# Watching BBC I player



## Jay1981 (27 Aug 2010)

Anyone know away i can watch BBc I player. It says you have to be on uk mainland.


----------



## DB74 (27 Aug 2010)

Without trying to be smart ... are you on the UK mainland?


----------



## ronnach (27 Aug 2010)

you are supposed to be in the uk to watch it. ni would be in the uk, even though i doubt even sammy wilson claims it is the uk mainland.

the site checks your ip address and if it is not a uk one, you cannot access content.

there are way rounds this, using proxy ip addresses. in my experience the free providers of these are worse than useless.

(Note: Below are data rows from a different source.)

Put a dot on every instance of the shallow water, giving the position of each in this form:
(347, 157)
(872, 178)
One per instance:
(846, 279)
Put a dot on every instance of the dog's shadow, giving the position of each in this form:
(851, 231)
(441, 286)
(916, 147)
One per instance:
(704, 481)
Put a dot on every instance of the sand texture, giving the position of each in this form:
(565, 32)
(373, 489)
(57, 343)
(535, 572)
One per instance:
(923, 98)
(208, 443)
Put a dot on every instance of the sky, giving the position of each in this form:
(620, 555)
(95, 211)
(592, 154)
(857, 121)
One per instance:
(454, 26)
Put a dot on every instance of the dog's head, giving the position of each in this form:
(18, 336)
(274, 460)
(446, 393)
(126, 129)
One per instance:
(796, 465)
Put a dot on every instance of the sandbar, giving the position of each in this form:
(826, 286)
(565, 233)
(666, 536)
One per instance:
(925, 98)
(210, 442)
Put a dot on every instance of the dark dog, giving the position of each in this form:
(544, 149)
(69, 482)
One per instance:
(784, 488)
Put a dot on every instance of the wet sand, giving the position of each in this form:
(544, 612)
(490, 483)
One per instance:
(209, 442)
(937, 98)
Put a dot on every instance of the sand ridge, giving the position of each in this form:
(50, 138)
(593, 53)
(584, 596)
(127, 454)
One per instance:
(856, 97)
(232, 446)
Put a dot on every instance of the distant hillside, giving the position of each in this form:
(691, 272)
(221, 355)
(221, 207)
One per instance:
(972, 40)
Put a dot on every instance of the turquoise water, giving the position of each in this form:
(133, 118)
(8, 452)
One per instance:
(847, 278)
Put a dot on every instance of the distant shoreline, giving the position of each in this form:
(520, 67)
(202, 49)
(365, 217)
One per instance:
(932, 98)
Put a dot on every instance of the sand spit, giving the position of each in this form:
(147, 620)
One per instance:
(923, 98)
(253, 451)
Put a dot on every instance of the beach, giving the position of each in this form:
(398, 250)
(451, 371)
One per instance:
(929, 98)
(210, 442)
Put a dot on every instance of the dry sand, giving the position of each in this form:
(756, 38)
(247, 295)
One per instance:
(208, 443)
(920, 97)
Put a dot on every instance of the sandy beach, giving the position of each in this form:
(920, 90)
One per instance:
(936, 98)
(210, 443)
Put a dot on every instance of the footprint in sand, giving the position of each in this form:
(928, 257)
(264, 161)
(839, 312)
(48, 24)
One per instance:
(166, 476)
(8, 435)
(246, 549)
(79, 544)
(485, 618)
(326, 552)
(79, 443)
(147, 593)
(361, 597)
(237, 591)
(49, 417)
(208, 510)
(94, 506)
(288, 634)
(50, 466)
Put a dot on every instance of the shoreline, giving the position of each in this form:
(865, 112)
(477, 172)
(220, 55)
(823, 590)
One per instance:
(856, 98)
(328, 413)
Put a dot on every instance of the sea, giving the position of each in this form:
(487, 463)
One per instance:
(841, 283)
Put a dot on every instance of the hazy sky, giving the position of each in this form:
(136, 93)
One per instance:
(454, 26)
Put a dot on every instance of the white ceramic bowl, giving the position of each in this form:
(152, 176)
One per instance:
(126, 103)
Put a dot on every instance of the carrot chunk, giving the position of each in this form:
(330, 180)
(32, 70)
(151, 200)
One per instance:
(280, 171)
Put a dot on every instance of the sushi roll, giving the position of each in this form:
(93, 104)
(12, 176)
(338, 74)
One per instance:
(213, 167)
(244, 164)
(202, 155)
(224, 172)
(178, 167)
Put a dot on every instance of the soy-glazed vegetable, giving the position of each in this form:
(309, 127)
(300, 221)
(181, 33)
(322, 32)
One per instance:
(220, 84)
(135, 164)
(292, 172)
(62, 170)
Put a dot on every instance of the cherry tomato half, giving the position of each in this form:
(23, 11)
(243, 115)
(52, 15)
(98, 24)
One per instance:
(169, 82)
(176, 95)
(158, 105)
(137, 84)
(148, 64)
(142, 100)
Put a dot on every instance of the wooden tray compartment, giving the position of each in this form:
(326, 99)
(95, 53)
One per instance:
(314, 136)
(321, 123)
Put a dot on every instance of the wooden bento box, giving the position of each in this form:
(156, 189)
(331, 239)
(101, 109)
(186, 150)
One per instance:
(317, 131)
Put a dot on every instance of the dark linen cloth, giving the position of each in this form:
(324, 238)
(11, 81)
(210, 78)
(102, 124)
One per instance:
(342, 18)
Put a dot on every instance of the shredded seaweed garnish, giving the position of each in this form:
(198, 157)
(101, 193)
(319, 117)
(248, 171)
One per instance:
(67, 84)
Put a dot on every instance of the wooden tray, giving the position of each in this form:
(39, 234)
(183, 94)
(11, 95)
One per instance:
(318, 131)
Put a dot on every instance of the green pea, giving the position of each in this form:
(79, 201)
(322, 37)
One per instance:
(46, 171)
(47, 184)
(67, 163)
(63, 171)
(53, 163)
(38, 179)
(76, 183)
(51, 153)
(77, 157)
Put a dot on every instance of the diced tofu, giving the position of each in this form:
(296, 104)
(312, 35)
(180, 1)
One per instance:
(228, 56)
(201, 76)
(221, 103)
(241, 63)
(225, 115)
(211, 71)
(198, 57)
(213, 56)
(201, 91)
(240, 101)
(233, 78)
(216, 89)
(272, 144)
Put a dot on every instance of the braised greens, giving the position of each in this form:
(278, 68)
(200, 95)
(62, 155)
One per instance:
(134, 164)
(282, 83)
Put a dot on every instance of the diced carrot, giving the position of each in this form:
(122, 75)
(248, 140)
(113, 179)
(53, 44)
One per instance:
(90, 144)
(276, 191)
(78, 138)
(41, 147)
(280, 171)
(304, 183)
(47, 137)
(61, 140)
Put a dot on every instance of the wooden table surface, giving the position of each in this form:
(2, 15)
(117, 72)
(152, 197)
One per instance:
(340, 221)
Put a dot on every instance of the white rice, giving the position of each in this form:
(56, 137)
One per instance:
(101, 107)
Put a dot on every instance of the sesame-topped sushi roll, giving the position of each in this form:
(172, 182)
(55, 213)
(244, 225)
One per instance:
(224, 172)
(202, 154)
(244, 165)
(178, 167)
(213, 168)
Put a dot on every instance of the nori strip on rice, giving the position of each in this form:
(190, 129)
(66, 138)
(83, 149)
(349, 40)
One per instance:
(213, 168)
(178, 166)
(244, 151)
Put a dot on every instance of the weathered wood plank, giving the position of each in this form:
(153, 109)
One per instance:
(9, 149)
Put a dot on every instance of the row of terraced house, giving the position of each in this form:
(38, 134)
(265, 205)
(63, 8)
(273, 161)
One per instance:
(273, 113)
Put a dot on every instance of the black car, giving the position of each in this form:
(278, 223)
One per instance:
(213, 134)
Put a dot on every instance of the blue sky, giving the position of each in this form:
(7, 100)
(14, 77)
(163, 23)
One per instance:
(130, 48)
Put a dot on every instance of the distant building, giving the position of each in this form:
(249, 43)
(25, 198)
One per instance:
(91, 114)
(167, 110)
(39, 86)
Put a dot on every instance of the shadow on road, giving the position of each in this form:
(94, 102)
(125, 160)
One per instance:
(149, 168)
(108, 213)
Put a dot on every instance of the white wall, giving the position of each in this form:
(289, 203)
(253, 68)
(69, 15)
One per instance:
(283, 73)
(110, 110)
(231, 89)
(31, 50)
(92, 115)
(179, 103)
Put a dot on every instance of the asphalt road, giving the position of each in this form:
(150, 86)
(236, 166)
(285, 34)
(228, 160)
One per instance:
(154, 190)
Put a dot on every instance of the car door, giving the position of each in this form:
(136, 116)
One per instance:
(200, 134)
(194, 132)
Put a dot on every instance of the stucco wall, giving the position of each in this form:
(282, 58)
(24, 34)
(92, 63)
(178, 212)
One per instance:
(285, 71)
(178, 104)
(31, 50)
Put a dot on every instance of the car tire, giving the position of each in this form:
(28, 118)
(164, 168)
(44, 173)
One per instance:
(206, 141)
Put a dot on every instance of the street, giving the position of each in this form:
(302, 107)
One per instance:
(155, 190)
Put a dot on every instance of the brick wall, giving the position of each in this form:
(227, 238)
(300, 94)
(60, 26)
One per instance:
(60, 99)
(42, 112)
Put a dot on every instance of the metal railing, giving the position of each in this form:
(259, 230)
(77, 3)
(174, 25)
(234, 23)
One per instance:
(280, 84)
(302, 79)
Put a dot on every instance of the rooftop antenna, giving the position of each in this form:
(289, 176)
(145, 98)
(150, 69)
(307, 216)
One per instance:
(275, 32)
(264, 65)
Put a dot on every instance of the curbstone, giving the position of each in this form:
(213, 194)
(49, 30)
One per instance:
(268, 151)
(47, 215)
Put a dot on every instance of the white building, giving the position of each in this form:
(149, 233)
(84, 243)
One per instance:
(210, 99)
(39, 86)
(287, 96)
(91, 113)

i think your alternatives are either to pay for a proxy ip service, or set your video recorder up and plan what you want to watch.


----------



## Romulan (27 Aug 2010)

TOR proxy is pretty good, I have used TOR to watch BBC Player.


----------



## David_Dublin (27 Aug 2010)

Foxy proxy has an add on for Firefox, why not try that. You'd be mad to pay for a proxy service


----------



## Jay1981 (27 Aug 2010)

No. I'm in Ireland


----------



## gearoid (28 Aug 2010)

*BBC iPlayer*

Hi,
I have my computer enabled to watch BBC iPlayer. I am in ROI and I use linux operating system, polipo web server, tor and foxyproxy for firefox browser. You could download the tor vidalia bundle for Microsoft XP,  or Windows 7 or whatever you use. You would probably need to be using firefox and foxyproxy anyway. 

I  set up to use either US or UK exit nodes on the tor configuration file, and if UK I watch BBC, or if US I can use pandora music website which is excellent. If you have it set up as UK you'll also be able to listen to spotify.co.uk for music.

It is non-trivial so you'll have a bit of work to do it. Good luck.

Regds,
Gearoid


----------



## john martin (28 Aug 2010)

Forgive my ignorance but all of is double dutch to me. How would a normal non techno person get the BBC thingy without getting some sort of degree?


----------



## ajapale (28 Aug 2010)

gearoid said:


> It is non-trivial so you'll have a bit of work to do it. Good luck.
> 
> Regds,
> Gearoid




Geroid, Thanks for the information!
aj (moderator)


----------



## hopalong (28 Aug 2010)

very interesting ,i have installed tor,but can you explain how to configure it to use IPs from the UK range.


----------



## hopalong (31 Aug 2010)

gearoid said:


> Hi,
> I have my computer enabled to watch BBC iPlayer. I am in ROI and I use linux operating system, polipo web server, tor and foxyproxy for firefox browser. You could download the tor vidalia bundle for Microsoft XP,  or Windows 7 or whatever you use. You would probably need to be using firefox and foxyproxy anyway.
> 
> I  set up to use either US or UK exit nodes on the tor configuration file, and if UK I watch BBC, or if US I can use pandora music website which is excellent. If you have it set up as UK you'll also be able to listen to spotify.co.uk for music.
> ...


how do you set up the uk and us as an exit node on tor.


----------



## gearoid (31 Aug 2010)

I used the following exit nodes below. Please note this is the linux install where the config file resides at /etc/tor/torcc

These nodes were downloaded from torstat.xenobite.eu website. Not sure of exact URL as of now. But you can filter exit nodes by country and just specify the UK ones.

I added the following lines at the bottom and either comment or uncomment the UK or US lines.


# UK exit nodes
exitnodes Alice,anonion,atacama,capoteATWO,ChubZee,DareChPL,dementia,DestroyTerrorismNow,Fenderbender,froschitor,gadg3ts,GZero,IckTor,JimmyGulpRelay,madone,meson
# US exit nodes
#exitnodes 4U2Guess,ac90b671,agent,AldertreeNet,alecto,alphapup,Amunet1,Amunet2,Amunet3,Amunet4,Amunet5,Amunet6,Amunet7,Amunet8,AnAnonymousTorNode,andromeda,AnneOurkey234,Anon,anonomax


----------